Von der Nazi-Ideologie sowie der entsprechenden Politik sah sich die christliche Gesellschaftsvorstellung und Ethik massiv herausgefordert. Der Moraltheologe Konrad Hilpert beschreibt diese Provokationen und arbeitet eine Typologie der verschiedenen moraltheologischen und sozialethischen Ansätze heraus.
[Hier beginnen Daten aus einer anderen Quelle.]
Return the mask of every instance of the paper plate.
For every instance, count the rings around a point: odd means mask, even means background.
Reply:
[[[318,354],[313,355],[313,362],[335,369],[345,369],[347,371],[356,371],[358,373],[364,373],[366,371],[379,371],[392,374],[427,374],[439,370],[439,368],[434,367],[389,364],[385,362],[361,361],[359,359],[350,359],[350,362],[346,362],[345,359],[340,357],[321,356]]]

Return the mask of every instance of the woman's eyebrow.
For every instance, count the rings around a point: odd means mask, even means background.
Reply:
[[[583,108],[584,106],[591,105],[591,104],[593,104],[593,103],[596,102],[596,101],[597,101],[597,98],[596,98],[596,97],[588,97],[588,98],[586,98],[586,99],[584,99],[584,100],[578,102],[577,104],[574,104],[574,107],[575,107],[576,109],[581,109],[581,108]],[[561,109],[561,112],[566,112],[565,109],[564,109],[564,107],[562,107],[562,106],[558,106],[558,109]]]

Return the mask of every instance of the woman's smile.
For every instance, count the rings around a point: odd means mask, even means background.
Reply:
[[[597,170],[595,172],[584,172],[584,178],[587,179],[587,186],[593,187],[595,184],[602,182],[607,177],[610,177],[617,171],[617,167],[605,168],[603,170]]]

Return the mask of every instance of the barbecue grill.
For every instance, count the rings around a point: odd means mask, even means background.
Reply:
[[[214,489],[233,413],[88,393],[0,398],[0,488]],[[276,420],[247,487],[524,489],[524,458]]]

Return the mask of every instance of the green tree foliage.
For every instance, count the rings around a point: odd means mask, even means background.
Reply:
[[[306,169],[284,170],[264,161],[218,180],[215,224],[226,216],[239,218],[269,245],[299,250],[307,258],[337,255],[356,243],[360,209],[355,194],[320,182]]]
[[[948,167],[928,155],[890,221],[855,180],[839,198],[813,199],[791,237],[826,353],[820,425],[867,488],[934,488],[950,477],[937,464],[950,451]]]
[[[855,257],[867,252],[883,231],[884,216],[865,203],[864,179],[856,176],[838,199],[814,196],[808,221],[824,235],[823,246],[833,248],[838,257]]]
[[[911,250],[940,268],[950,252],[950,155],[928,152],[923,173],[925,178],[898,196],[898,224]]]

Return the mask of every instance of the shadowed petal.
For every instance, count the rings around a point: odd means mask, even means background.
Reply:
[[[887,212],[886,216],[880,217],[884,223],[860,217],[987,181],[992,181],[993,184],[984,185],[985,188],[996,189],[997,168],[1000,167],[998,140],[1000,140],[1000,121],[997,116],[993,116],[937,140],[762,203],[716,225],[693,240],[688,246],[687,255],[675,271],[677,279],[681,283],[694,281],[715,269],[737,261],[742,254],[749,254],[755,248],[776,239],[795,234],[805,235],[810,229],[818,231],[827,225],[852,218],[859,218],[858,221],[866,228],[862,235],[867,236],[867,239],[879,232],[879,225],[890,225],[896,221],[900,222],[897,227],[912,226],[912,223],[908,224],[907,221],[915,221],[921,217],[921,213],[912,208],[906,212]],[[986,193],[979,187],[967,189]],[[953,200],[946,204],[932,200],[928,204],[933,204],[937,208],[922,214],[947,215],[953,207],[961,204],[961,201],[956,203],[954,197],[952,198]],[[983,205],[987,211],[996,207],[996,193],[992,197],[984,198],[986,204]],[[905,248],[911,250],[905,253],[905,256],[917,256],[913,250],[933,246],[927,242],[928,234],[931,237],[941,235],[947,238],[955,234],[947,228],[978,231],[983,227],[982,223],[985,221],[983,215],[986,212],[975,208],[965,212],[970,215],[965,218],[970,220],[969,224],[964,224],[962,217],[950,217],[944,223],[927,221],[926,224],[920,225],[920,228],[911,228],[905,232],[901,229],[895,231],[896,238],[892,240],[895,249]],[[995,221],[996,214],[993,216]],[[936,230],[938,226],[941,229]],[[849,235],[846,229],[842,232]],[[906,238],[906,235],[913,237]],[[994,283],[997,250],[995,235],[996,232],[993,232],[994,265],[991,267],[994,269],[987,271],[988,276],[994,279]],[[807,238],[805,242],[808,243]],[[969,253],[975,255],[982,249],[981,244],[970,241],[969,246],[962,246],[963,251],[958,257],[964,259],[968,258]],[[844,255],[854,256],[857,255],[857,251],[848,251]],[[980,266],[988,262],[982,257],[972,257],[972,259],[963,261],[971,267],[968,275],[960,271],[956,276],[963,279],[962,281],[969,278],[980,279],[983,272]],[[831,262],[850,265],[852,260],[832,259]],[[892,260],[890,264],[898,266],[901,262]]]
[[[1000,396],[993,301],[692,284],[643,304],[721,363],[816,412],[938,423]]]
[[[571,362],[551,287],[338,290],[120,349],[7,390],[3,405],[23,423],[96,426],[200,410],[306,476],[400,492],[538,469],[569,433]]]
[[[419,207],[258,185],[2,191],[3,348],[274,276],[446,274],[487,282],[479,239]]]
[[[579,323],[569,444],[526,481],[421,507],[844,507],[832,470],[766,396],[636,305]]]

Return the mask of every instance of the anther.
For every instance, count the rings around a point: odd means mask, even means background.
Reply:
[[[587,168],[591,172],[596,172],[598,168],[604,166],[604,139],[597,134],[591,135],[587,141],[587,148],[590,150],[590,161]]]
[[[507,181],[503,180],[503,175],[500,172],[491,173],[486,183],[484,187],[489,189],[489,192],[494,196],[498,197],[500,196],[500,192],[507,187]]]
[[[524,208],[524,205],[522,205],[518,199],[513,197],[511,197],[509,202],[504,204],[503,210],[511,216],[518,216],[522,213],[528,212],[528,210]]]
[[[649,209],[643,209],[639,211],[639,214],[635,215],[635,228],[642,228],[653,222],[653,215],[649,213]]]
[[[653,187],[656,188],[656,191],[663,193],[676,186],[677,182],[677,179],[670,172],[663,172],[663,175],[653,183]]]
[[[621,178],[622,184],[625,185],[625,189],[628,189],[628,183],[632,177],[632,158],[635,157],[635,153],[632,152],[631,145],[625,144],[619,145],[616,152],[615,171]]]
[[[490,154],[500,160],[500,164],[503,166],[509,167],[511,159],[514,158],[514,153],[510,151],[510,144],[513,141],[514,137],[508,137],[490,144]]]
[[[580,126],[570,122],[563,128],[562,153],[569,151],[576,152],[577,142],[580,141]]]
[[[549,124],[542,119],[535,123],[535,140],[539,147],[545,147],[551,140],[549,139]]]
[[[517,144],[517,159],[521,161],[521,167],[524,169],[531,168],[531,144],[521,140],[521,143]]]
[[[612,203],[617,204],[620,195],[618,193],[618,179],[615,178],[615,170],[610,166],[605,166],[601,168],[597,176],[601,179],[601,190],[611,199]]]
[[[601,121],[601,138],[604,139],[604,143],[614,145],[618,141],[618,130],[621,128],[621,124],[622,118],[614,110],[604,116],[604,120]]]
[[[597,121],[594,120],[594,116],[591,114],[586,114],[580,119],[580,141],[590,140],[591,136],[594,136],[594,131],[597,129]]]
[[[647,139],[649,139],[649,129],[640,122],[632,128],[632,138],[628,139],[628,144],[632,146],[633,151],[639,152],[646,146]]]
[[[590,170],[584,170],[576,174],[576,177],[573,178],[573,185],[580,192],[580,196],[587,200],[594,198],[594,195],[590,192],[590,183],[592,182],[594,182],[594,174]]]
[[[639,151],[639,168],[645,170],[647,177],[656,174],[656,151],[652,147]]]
Der umfangreiche Band – 45 Beiträge von mehr als zwanzig Autorinnen und Autoren – orientiert sich insbesondere an folgenden Fragen: Wie reagierten Moraltheologen und Sozialethiker auf die Nazi-Ideologie und verschiedene Geschehnisse? Nahmen sie in ihren Vorlesungen und Publikationen einen klaren Standpunkt ein, oder wichen sie den akuten Fragen der Zeit aus? Auf welche Weise reflektierten sie die nationalsozialistische Weltanschauung und die daraus resultierenden Gräueltaten?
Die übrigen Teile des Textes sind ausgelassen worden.